Le secteur de l’élevage au Mali constitue un pilier fondamental de l’économie nationale et du mode de vie rural. Représentant environ 14 % du produit intérieur brut (PIB) et près de 20 % des exportations agricoles, le cheptel malien est bien plus qu’une simple activité économique : il est au cœur de la sécurité alimentaire, de la subsistance des populations et de la stabilité sociale dans un pays où plus de 75 % des habitants dépendent directement de l’agriculture et de l’élevage.
Pourtant, ce secteur stratégique est aujourd’hui gravement fragilisé par une menace croissante et insidieuse : le vol de bétail, instrument utilisé pour financer les groupes armés terroristes qui sévissent dans plusieurs régions du pays. Entre 2016 et 2022, ces vols ont provoqué des pertes colossales, évaluées à plus de 18 milliards de francs CFA. En 2021 seulement, la région de Mopti a enregistré le vol de plus de 130 000 têtes de bétail, un coup dur qui illustre l’ampleur du problème.
Face à ce défi majeur, le gouvernement malien a adopté le 18 juin 2025 une Stratégie nationale de stabilisation et de sécurisation du cheptel pour la période 2025–2029. Cette initiative est un tournant décisif pour protéger non seulement un secteur économique vital, mais aussi pour lutter contre l’érosion de la paix et de la sécurité dans les zones rurales.
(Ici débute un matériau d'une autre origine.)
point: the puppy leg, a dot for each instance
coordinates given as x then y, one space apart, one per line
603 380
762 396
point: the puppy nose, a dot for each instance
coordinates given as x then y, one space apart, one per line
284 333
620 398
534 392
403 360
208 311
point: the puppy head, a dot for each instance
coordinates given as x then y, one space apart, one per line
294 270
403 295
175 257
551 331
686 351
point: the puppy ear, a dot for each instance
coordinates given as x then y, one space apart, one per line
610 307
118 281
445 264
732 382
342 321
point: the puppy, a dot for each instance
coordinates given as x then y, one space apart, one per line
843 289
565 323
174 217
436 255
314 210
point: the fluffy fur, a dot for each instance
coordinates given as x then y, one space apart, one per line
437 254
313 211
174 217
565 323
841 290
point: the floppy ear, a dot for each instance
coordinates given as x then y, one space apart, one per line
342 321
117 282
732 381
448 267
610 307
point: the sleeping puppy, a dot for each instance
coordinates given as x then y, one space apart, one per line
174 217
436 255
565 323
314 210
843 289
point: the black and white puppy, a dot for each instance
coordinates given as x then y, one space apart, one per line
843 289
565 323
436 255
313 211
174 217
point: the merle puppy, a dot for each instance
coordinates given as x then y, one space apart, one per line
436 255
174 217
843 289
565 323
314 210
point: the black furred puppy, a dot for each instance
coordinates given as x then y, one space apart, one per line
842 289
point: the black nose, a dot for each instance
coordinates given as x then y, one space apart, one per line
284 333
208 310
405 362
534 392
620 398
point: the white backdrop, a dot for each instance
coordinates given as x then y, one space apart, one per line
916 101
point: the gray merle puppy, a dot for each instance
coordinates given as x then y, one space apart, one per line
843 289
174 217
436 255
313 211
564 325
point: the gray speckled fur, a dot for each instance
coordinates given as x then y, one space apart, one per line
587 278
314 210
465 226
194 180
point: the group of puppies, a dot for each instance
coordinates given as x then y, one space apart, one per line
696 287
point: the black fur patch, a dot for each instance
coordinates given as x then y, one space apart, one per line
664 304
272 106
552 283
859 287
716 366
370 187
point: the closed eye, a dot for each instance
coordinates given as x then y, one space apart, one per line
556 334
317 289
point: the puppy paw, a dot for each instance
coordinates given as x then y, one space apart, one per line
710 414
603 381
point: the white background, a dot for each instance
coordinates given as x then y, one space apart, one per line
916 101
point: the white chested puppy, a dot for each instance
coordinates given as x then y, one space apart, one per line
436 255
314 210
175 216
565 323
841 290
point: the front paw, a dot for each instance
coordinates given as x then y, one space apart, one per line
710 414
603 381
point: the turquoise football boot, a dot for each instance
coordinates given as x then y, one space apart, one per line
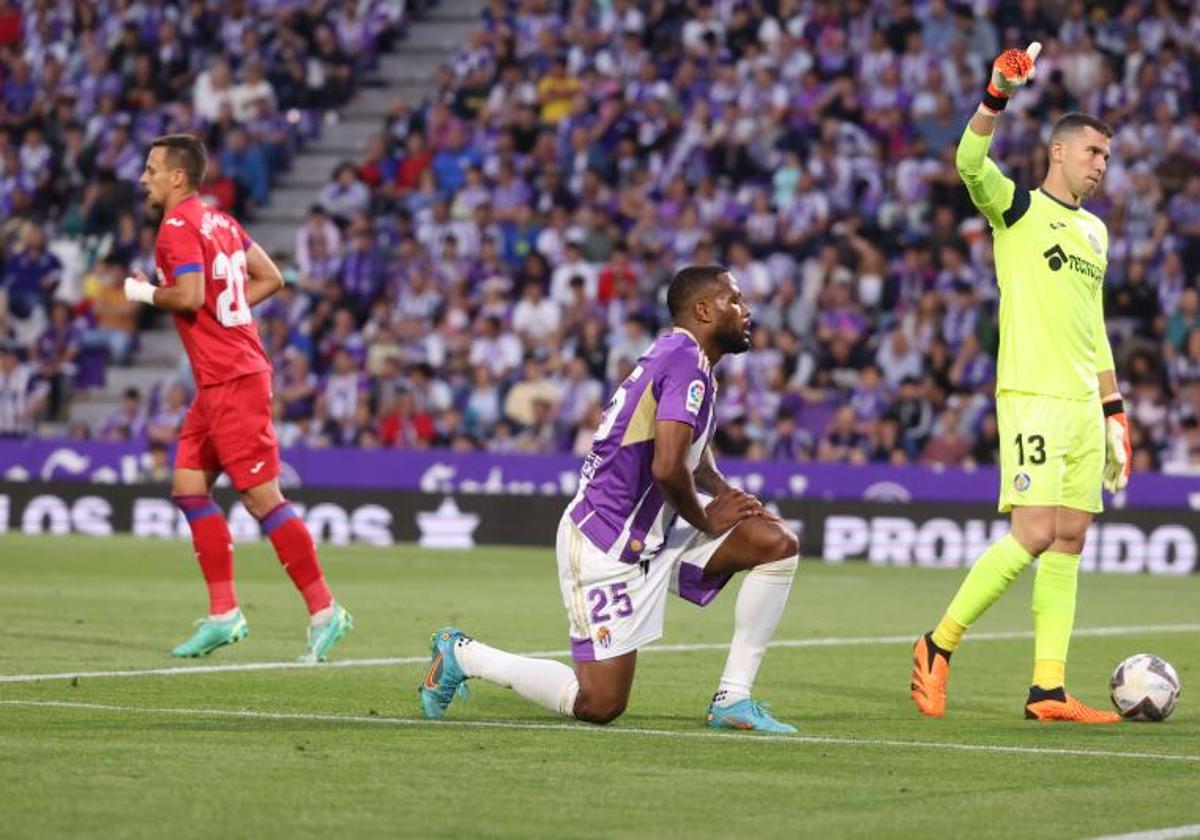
747 715
213 634
444 679
325 635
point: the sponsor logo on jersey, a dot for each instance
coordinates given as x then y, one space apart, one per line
209 221
1056 258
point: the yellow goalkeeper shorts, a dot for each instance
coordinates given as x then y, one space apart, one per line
1051 451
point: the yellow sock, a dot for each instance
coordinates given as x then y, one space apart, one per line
1049 673
948 634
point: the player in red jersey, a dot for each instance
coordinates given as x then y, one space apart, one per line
210 274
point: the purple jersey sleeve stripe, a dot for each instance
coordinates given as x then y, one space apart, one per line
693 587
642 521
281 514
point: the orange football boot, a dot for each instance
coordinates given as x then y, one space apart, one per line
1057 705
930 672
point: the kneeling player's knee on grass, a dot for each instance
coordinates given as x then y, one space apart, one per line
599 709
783 544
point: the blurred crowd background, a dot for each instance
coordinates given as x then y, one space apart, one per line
496 261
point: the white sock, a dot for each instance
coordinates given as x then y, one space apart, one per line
760 606
547 683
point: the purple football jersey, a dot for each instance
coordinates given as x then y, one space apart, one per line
619 504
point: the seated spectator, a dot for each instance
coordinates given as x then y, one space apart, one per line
23 396
117 318
345 195
165 425
127 420
55 354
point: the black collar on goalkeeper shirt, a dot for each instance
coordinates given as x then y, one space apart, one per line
1057 201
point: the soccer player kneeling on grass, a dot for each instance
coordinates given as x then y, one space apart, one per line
621 547
1062 425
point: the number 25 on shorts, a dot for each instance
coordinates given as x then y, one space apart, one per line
1032 447
616 598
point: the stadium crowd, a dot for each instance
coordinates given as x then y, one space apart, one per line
496 262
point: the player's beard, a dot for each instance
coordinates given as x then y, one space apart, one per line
733 339
154 213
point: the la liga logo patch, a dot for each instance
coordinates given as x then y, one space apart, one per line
695 396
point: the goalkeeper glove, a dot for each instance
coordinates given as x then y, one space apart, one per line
1013 69
1117 448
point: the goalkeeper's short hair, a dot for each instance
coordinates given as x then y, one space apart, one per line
1073 121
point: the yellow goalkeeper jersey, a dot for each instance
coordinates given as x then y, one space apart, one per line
1050 263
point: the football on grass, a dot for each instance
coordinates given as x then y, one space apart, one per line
1145 688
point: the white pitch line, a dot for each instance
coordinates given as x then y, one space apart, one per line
610 731
1158 834
826 642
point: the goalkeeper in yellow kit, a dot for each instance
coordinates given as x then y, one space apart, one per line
1062 425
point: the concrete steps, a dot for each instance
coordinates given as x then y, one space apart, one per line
408 73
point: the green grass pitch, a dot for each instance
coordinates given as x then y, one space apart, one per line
318 750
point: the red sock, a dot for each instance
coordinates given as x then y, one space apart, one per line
214 550
298 553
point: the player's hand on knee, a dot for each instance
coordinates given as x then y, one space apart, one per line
729 508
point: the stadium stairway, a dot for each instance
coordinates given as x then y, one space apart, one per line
408 72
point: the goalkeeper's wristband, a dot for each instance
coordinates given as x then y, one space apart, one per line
994 100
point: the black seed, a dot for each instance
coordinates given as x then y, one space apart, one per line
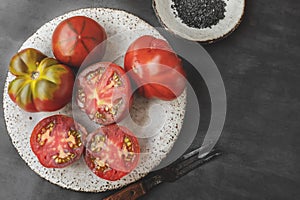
199 13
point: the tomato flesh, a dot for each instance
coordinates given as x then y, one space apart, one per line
57 141
104 92
155 68
112 152
75 38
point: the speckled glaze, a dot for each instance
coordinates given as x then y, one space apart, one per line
78 176
233 15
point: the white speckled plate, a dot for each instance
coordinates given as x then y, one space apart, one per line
233 15
77 176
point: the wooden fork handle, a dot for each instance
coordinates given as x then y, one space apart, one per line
130 192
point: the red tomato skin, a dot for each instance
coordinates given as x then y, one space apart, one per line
62 125
91 106
115 135
155 68
75 38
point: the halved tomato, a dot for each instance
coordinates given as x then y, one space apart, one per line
104 92
57 141
112 152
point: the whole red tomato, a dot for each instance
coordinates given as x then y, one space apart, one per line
74 38
112 152
155 68
57 141
41 83
103 92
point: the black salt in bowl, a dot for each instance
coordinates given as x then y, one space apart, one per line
200 20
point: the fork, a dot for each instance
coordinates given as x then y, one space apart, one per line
171 173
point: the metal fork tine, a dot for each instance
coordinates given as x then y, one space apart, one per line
195 162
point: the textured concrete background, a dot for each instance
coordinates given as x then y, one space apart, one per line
259 63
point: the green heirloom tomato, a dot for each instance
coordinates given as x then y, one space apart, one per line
41 83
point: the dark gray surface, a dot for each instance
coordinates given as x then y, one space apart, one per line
259 63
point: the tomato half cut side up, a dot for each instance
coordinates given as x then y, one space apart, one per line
104 92
112 152
57 141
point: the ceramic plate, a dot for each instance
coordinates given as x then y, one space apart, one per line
234 11
153 149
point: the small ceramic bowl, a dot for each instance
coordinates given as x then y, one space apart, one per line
167 16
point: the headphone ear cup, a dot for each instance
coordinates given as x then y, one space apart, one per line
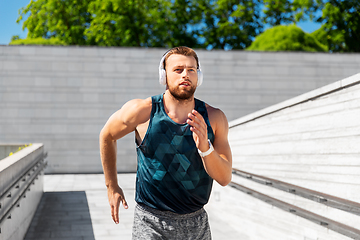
162 78
200 77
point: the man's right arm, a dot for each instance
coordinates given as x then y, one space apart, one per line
121 123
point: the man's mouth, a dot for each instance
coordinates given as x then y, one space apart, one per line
185 84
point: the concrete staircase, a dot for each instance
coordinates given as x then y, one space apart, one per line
311 142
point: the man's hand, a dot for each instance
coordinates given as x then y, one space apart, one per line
116 195
199 129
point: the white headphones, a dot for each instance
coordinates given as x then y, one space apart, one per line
162 72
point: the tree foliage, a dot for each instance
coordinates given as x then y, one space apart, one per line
341 25
219 24
286 38
63 19
231 24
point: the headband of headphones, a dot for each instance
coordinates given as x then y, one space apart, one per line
162 72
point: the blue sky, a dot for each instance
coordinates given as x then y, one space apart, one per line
9 12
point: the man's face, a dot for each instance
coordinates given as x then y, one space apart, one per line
181 76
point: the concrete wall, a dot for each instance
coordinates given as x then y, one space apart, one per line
311 141
62 96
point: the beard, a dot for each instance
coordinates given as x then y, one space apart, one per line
181 94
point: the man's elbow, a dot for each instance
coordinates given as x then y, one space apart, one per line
225 180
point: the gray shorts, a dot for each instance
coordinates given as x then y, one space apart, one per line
154 224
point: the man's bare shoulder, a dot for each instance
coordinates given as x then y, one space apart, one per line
138 108
217 117
139 104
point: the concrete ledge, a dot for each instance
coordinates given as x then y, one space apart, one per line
336 86
21 188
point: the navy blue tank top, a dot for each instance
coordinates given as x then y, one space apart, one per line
170 173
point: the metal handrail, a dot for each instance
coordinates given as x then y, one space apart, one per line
323 221
32 173
326 199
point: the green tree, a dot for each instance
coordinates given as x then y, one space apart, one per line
231 24
286 38
154 23
66 20
341 25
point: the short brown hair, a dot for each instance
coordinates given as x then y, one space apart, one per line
182 50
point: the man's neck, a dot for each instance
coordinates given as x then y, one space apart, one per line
177 109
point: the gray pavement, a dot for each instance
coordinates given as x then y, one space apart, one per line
75 206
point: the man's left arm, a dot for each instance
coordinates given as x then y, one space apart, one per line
218 164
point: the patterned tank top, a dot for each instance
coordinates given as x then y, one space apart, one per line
170 173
La stratégie s’appuie sur quatre axes structurants :
- La gestion durable des ressources pastorales, qui vise à organiser l’accès aux pâturages et points d’eau afin d’éviter les conflits et la surexploitation ;
- La promotion des cultures fourragères, pour garantir une alimentation suffisante et de qualité aux animaux tout au long de l’année ;
- La valorisation économique du cheptel, avec des mesures visant à renforcer la productivité, la qualité des produits et les débouchés commerciaux ;
- Le renforcement du suivi institutionnel, pour améliorer la gouvernance, la traçabilité animale et les dispositifs de contrôle.
Dans ce cadre, plusieurs actions concrètes sont prévues : la création de pâturages sécurisés, la mise en place de systèmes modernes de traçabilité pour suivre les animaux tout au long de la chaîne, ainsi que l’installation de postes mobiles de contrôle dans les zones les plus exposées.
L’enjeu dépasse largement le cadre agricole : en alimentant financièrement les groupes jihadistes, le vol de bétail contribue à entretenir l’insécurité, les violences et l’instabilité dans plusieurs régions maliennes, en particulier dans le centre et le nord du pays. À côté d’autres activités illicites telles que l’orpaillage illégal ou la taxation arbitraire des routes, ce phénomène affaiblit les populations rurales, compromettant durablement leur capacité à se développer et à vivre en paix.

La stratégie prévoit le lancement d’actions pilotes dans les régions les plus touchées — Mopti, Tombouctou, Gao et Ménaka — où seront mises en œuvre des mesures spécifiques : développement de cultures fourragères communautaires, sécurisation des points d’eau vitaux pour le bétail, et renforcement des coopérations entre acteurs locaux, autorités et forces de sécurité.
Cette démarche s’inspire des expériences réussies au Niger et au Burkina Faso, où des plans similaires ont permis d’améliorer la sécurité des élevages et de limiter l’emprise des groupes armés sur les zones rurales. Pour assurer son succès, la stratégie malienne pourrait bénéficier du soutien financier de partenaires internationaux comme la Banque mondiale ou l’Union européenne.
Toutefois, pour être pleinement efficace et durable, ce plan doit s’inscrire dans une politique globale de sécurisation et de développement rural. Le défi est de taille dans un pays où la majorité des citoyens vivent directement de la terre et de l’élevage, dans un contexte marqué par des fragilités sécuritaires et économiques.
La sécurisation du cheptel malien est donc un levier stratégique pour lutter contre la pauvreté, renforcer la paix et stabiliser durablement les territoires ruraux. La réussite de cette stratégie est une priorité nationale et un enjeu majeur pour l’avenir du Mali.